Di tempat lain, Tuti tengah berada dalam perjalanan. Ia hendak menuju kediaman Sarah, sepupunya. Sosok wanita yang memperkenalkan ia dengan Neona, dulu.
“Ra, lo jagain Neona dulu ya. Keknya gue agak malam pulangnya. Atau bisa minta tolong Bipbip jemput gue. Ntar gue kirimi alamatnya.” Ujarnya melalui sambungan telpon.
“I-iya mbak Tut, ayang bebi lagi tidur. Barusan Yaya liyat, tuh.” Capruk Rara.

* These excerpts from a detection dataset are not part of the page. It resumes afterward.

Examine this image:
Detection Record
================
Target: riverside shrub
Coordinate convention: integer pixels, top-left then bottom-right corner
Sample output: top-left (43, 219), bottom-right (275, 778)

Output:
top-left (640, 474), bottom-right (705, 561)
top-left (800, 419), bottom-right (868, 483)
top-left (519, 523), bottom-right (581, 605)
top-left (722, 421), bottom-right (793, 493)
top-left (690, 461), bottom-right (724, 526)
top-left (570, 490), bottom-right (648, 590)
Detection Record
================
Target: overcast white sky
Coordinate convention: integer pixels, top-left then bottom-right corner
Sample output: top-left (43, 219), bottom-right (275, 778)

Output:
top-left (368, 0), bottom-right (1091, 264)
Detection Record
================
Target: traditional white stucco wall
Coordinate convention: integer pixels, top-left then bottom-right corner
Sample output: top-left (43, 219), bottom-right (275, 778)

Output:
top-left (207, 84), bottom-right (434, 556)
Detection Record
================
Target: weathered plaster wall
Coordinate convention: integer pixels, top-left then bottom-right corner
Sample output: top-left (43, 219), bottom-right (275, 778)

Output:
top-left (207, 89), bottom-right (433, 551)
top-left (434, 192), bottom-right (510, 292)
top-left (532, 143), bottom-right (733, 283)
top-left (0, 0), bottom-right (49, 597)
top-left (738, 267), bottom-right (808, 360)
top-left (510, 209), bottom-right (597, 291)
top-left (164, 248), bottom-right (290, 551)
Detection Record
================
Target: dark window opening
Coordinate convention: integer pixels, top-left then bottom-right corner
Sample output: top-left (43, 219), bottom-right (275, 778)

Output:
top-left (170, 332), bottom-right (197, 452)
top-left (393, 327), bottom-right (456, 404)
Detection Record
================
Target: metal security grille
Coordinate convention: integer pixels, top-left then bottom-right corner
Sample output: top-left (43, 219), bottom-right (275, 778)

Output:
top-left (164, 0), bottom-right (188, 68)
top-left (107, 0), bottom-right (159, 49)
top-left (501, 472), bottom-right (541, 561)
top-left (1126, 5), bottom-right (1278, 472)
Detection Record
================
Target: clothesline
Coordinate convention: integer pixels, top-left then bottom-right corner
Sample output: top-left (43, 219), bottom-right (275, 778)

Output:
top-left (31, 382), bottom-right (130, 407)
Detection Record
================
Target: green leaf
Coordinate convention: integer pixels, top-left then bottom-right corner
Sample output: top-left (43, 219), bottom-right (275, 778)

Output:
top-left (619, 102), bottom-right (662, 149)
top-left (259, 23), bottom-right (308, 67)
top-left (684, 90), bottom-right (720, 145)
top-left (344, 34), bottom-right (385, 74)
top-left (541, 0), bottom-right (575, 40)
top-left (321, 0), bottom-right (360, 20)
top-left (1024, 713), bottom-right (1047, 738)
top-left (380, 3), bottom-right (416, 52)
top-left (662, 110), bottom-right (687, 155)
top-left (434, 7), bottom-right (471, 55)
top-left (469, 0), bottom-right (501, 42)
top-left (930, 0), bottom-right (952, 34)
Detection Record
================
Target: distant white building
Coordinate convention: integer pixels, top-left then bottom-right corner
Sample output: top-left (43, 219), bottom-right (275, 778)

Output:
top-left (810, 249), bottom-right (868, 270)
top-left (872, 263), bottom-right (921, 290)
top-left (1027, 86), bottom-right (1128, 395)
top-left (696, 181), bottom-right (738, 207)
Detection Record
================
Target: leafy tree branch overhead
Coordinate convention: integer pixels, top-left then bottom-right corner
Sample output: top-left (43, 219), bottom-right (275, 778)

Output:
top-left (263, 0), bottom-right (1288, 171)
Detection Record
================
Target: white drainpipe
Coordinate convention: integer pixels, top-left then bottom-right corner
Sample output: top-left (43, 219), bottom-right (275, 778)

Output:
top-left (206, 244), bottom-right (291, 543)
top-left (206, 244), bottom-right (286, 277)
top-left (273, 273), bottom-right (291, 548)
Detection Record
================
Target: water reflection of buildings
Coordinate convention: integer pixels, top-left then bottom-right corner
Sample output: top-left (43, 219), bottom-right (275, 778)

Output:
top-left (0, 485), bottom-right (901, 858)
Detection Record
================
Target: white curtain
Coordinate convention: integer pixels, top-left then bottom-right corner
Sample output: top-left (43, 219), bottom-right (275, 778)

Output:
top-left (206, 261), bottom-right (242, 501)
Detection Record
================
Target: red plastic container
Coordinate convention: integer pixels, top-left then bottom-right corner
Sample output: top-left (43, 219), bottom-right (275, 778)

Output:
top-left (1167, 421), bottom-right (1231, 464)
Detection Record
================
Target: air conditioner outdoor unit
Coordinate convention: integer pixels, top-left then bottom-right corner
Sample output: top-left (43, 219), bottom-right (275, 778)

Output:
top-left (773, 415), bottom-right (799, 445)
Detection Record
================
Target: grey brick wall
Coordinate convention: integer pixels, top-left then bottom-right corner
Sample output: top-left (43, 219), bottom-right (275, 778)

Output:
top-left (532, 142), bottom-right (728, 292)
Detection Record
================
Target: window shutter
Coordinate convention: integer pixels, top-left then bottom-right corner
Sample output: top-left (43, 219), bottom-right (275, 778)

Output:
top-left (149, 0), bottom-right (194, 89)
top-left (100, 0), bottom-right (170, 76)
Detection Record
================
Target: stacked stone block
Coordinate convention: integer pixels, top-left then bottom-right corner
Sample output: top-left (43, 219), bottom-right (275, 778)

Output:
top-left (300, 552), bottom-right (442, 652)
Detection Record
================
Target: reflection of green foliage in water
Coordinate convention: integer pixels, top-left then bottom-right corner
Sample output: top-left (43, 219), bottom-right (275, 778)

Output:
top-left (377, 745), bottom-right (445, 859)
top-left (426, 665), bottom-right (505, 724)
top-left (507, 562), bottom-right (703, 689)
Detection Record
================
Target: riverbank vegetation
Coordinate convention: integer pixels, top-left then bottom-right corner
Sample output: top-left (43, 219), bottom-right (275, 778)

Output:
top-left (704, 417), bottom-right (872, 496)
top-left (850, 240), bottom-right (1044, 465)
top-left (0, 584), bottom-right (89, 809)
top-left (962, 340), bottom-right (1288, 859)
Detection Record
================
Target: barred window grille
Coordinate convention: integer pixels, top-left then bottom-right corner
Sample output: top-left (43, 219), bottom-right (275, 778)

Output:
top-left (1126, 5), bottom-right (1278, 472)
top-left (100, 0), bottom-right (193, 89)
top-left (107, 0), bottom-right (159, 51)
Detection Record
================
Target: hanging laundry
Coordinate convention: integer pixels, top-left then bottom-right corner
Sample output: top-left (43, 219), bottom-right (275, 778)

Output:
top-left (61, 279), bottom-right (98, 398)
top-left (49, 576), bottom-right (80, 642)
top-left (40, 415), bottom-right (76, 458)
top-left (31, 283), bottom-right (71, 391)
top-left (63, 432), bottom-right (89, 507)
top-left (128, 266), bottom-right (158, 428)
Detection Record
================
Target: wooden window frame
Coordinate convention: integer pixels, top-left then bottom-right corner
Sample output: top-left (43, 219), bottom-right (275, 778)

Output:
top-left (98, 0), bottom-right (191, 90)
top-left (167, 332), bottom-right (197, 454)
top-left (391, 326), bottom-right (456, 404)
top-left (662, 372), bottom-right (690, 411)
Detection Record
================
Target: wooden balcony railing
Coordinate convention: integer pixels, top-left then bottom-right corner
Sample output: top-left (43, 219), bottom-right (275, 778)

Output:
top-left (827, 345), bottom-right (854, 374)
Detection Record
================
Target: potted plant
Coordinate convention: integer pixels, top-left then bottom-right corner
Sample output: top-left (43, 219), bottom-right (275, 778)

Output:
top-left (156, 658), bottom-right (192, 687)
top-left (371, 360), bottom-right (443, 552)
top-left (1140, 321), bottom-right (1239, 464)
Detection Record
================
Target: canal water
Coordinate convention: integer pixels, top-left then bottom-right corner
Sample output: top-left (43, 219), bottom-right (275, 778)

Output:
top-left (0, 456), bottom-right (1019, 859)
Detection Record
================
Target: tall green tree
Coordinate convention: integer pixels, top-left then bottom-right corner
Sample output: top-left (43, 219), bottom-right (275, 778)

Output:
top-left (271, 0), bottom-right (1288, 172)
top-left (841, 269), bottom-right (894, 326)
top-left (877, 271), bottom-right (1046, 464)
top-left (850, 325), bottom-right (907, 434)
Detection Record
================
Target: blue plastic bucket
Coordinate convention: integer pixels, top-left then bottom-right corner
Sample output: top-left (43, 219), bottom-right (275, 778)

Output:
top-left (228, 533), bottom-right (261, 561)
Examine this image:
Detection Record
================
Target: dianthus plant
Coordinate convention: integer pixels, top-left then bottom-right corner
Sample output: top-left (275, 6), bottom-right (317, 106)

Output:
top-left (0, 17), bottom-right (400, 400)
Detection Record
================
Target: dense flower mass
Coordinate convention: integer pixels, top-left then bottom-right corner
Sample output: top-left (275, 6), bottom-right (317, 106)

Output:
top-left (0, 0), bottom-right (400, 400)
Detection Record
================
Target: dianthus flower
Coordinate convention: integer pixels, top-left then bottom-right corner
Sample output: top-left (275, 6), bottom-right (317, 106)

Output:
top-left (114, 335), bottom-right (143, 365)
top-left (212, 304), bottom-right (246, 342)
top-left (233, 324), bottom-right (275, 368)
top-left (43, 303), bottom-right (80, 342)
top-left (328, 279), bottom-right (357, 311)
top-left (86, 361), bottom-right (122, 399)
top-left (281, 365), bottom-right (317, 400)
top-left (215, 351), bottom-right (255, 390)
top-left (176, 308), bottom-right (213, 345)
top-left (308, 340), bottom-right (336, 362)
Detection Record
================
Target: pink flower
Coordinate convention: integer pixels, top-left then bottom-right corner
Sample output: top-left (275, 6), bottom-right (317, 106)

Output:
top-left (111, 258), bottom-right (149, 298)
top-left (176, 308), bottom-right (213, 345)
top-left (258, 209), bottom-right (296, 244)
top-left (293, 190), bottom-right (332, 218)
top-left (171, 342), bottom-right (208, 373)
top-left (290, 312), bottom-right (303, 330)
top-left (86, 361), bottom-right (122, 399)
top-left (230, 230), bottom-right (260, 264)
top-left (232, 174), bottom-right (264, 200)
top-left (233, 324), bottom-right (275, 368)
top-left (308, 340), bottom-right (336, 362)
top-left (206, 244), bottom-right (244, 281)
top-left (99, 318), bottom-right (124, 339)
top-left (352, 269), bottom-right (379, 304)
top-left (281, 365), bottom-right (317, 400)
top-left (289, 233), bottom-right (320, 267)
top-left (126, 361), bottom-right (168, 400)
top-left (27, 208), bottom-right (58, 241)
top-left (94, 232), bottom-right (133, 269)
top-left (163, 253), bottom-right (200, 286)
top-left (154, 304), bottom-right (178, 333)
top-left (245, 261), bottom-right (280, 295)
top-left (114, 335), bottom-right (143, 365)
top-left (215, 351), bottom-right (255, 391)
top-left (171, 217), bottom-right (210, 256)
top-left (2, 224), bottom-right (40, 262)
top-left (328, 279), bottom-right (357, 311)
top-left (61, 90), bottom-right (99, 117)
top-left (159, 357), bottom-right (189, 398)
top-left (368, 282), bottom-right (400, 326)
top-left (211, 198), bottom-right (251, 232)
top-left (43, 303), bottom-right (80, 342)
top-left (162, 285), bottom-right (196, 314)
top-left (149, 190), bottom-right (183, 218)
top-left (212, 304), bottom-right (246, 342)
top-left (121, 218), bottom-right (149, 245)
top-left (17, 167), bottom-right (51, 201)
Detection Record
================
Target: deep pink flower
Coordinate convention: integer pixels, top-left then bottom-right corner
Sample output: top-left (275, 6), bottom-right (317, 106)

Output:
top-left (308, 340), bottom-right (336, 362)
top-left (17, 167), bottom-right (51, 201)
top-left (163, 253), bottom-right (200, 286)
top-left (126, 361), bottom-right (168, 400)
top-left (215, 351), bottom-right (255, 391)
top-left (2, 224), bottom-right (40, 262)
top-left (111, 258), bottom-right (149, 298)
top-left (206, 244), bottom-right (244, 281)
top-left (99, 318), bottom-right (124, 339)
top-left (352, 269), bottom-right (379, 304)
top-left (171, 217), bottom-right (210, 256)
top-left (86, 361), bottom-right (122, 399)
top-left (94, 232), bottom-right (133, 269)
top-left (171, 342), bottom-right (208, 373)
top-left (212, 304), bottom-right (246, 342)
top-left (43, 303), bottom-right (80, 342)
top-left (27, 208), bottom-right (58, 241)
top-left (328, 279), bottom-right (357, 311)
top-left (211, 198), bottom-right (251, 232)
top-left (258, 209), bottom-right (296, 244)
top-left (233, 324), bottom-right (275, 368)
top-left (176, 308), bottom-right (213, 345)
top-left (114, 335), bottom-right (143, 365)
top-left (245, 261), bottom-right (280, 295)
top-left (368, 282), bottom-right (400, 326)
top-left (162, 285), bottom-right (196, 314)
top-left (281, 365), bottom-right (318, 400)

“Oke, thanks ya, Ra.” Pungkas Tuti.
Pikirannya kembali menerawang. Urat saraf Tuti seakan tengah merangkai kepingan demi kepingan puzel masa lalu Neona. Meskipun ia belum mengetahui dengan begitu jelas. Beberapa menit, iapun tiba di rumah Sarah.
Rumah besar dan minimalis itu, terlihat hening dengan jalanan komplek yang lengang. Sosok tubuh wanita berambut sebahu dengan kacamatanya membukakan Tuti pintu ruang utama.
“Tuti?” lirihnya.
“Apa aku mengganggu, mbak?” tanya Tuti, tak enak hati.
“Masuk.” Pinta Sarah.
Sarah yang beberapa menit lalu sudah mengetahui berita trending magrib itu. wanita itu akhirnya menuntun Tuti ke kursi sofa ruang tamunya. Dengan sanatai menopan kepala menggunakan tangannya, wanita itu menjamu kerabatnya.
“Soal Neona lagi, Tut?” terkanya.
“Iya, mbak.” Jawab Tuti sembari menghela napas jeda dan kembali menatap Sarah setelah mengatur ulang kacamatanya.
“Kali ini, kedatanganku bukan karena berita itu, tapi aku mau tahu masa lalu seperti apa yang dialami Neona, sehingga bisa sekejam itu kepada pak Bagas dan pak Zenan.”
Sarah menghela napas dalam setelah mendengar niat kedatangan Tuti. Wanita itu merubah posisi duduknya dan menatap segaris ke hadapan. Tangannya yang sedari tadi menopang kepala, kini berubah meraih bantalan sofa lalu memeluknya.
“Aku, sih, nggak terlalu banyak tahu, Tut. Tapi yang bisa aku katakana, Neona mulai bekerja di perusahaan Theo setelah ia menikah dengan Adnan Bagaskoro, saat itu hubungan mereka sangat baik. Sejak terakhir kepergian Adnan ke Jepang. Saat itulah semua bermula seperti sekarang ini.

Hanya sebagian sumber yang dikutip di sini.